Christine & The Queens at Royal Festival Hall review: a transcendent expulsion of a past identity

Redcar appears to be continuing a deeply personal journey in his latest show
Gaëlle Beri
Charlotte Krol23 November 2022

“Hopefully by the end of this night we’ll know what this ritual is about,” a suited Redcar, arms spanned showman-like, told the audience at the start of a special concert in London. Last night was the sole opportunity for fans of the French artist – stage name Christine & The Queens – to catch him in the capital for a poetry-meets-music-and-theatre spectacle. It was a chance to see his new album Redcar les Adorables Toiles brought to life.

Redcar is the male artistic iteration of the soloist born Héloïse Letissier. For debut album, 2014’s Chaleur Humaine, Letissier explored gender fluidity and pansexuality under the assumed guise of Christine. A revised alter ego entered for his 2018 synthpop masterpiece Chris, in which he championed female sexual freedom as a masculine woman, where the binary system that blinkers society was put under the lens.

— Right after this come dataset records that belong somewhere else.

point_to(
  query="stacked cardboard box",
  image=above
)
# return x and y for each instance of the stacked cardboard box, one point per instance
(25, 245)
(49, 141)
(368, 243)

The hall’s stage last night was adorned with religious iconography including a red statue of the Archangel Michael, which transformed the space into something of a church. Redcar, who steered the show as a magician or other times as a knight or sailor in search of love and acceptance, deployed ample metaphors with which to confront the crowd.

Gaëlle Beri

He performed his new record largely in sequential order, interspersing the show with playful jokes and a vague narrative about being received into heaven. Opener Ma Bien Aimée Bye Bye, a slinking precursor to the record’s gothic Eighties synthpop palette, was startling in its vigour played live. Letissier danced alone, a spotlight revealing the loose frills of his bridal gown skirt clashing with the taut contours of his exposed, muscular upper body. It was an arresting visual representation of change.

The French artist has always been an exceptional performer but his vocals in particular were flawless. Some visuals and parts of the Archangel story, however, were muddled, including footage of basketballers aired as an angel-winged, part-topless Redcar strutted along to synthwave bop Looking for Love. The disconnect could be due to elements of the mainly French language album not quite translating - but it promises good things for when the artist curates the Southbank Centre’s Meltdown Festival next year.

But other moments were striking. The closing minutes, soundtracked by what appeared to be a combined reversioning of the tracks Angeles and Les Âmes Amantes, saw Redcar throw himself violently about the stage. Strobe lights flashed as he projected his voice in a rallying cry for acceptance. It was like watching an exorcism, an expulsion of a past identity, which spoke to the show’s overarching theme of transcendence and transformation.

Some oblique symbolism aside, by the end it felt like the audience had mostly understood what the ‘rituals’ were about. Letissier, meanwhile, still appears to be continuing a deeply personal journey. With a concert like that, fans will surely stay the course.